Re: [PATCH 12/14] powerpc/eeh: Add debugfs interface to run an EEH check
From: "Oliver O'Halloran" <oohall@gmail.com>
Date: 2019-09-17 03:40:23
On Tue, Sep 17, 2019 at 1:16 PM Sam Bobroff [off-list ref] wrote:
On Tue, Sep 03, 2019 at 08:16:03PM +1000, Oliver O'Halloran wrote:quoted
Detecting an frozen EEH PE usually occurs when an MMIO load returns a 0xFFs response. When performing EEH testing using the EEH error injection feature available on some platforms there is no simple way to kick-off the kernel's recovery process since any accesses from userspace (usually /dev/mem) will bypass the MMIO helpers in the kernel which check if a 0xFF response is due to an EEH freeze or not. If a device contains a 0xFF byte in it's config space it's possible to trigger the recovery process via config space read from userspace, but this is not a reliable method. If a driver is bound to the device an in use it will frequently trigger the MMIO check, but this is also inconsistent. To solve these problems this patch adds a debugfs file called "eeh_dev_check" which accepts a <domain>:<bus>:<dev>.<fn> string and runs eeh_dev_check_failure() on it. This is the same check that's done when the kernel gets a 0xFF result from an config or MMIO read with the added benifit that it can be reliably triggered from userspace. Signed-off-by: Oliver O'Halloran <oohall@gmail.com>Looks good, and I tested it with the next patch and it seems to work. But I think you should make it clear that this does not work with the hardware "EEH error injection" facility accessible via debugfs in err_injct (that doesn't seem clear to me from the commit message).
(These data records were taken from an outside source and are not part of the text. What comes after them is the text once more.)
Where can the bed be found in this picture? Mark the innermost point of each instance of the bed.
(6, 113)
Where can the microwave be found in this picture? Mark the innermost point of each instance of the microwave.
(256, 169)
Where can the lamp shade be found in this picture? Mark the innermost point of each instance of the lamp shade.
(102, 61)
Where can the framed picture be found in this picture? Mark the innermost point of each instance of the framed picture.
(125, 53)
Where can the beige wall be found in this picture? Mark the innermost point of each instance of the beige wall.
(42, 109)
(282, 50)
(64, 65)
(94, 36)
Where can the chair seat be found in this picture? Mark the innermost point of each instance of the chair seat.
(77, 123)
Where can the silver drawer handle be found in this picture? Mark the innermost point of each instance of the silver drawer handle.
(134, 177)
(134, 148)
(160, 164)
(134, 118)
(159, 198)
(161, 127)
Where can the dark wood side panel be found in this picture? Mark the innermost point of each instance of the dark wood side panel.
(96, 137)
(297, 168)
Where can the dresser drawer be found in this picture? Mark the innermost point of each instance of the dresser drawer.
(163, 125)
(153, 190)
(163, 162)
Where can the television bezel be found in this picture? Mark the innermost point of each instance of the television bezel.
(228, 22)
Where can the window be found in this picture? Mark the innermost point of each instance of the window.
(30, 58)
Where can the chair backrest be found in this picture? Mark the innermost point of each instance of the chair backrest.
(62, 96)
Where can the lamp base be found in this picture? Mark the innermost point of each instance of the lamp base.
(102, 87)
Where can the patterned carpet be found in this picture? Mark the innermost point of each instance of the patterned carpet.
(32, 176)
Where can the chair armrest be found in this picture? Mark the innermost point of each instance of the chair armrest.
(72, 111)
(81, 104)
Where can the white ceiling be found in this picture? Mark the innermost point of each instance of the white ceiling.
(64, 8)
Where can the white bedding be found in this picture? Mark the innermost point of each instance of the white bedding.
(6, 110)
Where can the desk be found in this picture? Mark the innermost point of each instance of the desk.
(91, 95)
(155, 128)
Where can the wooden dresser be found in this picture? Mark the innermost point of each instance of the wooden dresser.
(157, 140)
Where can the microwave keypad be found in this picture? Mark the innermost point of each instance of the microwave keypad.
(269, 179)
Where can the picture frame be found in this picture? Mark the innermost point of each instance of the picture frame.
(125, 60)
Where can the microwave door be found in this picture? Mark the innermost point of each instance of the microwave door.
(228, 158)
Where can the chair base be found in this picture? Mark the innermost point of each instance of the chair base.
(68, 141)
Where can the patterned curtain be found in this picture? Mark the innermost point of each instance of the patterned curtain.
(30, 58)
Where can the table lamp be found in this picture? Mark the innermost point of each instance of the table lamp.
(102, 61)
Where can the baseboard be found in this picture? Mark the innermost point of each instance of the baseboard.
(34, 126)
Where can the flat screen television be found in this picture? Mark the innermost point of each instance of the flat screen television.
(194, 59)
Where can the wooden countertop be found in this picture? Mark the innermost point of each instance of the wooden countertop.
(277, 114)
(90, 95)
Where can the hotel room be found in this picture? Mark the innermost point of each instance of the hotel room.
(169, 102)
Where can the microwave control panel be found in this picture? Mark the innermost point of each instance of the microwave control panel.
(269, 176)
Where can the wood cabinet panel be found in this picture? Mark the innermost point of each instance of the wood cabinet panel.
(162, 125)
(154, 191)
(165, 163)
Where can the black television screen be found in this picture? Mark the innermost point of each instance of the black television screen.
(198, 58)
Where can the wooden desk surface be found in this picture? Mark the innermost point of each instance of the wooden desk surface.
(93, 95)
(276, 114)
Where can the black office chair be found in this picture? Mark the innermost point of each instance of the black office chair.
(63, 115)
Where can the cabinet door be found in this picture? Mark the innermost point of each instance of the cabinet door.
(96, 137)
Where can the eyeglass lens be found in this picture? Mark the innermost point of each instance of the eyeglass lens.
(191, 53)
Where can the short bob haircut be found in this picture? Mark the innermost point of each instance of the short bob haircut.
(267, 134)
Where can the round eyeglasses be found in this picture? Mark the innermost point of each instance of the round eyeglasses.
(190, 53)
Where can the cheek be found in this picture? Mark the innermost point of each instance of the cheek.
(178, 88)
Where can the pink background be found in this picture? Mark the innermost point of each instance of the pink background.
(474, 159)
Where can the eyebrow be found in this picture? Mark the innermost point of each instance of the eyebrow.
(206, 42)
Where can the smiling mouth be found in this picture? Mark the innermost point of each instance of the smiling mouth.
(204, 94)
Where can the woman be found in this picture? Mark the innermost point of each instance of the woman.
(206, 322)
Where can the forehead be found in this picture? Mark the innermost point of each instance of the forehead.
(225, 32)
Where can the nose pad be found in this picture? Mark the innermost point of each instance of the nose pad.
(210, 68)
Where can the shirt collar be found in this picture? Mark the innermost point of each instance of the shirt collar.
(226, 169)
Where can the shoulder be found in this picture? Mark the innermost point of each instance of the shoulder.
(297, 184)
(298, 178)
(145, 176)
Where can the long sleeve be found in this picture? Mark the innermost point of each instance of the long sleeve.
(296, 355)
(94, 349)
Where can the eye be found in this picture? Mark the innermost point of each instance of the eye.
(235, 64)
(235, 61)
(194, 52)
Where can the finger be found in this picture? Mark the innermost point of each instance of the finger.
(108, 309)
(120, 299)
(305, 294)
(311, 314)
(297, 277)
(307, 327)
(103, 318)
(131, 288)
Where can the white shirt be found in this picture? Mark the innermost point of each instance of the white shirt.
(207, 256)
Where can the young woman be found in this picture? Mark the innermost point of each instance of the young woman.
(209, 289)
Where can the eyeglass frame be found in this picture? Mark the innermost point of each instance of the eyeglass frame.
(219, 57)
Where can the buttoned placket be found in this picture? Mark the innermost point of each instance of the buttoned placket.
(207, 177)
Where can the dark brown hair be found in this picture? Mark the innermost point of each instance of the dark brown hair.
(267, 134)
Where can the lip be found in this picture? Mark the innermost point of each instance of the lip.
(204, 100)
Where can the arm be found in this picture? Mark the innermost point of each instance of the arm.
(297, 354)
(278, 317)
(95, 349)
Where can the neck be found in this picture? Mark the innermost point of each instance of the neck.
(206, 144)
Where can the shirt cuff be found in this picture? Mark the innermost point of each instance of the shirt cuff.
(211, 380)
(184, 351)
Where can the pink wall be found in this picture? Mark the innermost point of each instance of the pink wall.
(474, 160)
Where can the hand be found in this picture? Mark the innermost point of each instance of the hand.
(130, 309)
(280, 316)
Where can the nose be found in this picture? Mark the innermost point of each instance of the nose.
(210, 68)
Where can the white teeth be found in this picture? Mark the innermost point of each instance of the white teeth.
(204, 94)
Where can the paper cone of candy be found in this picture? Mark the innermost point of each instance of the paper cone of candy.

It's not intended to be a separate mechanisms in the long term. I'm planning on converting this interface to make use the platform defined error injection mechanism once I can find how to use the PAPR ones reliably. The idea is to use this as a generic "cause an EEH to happen on this device" interface for userspace which we can use in test scripts and the like.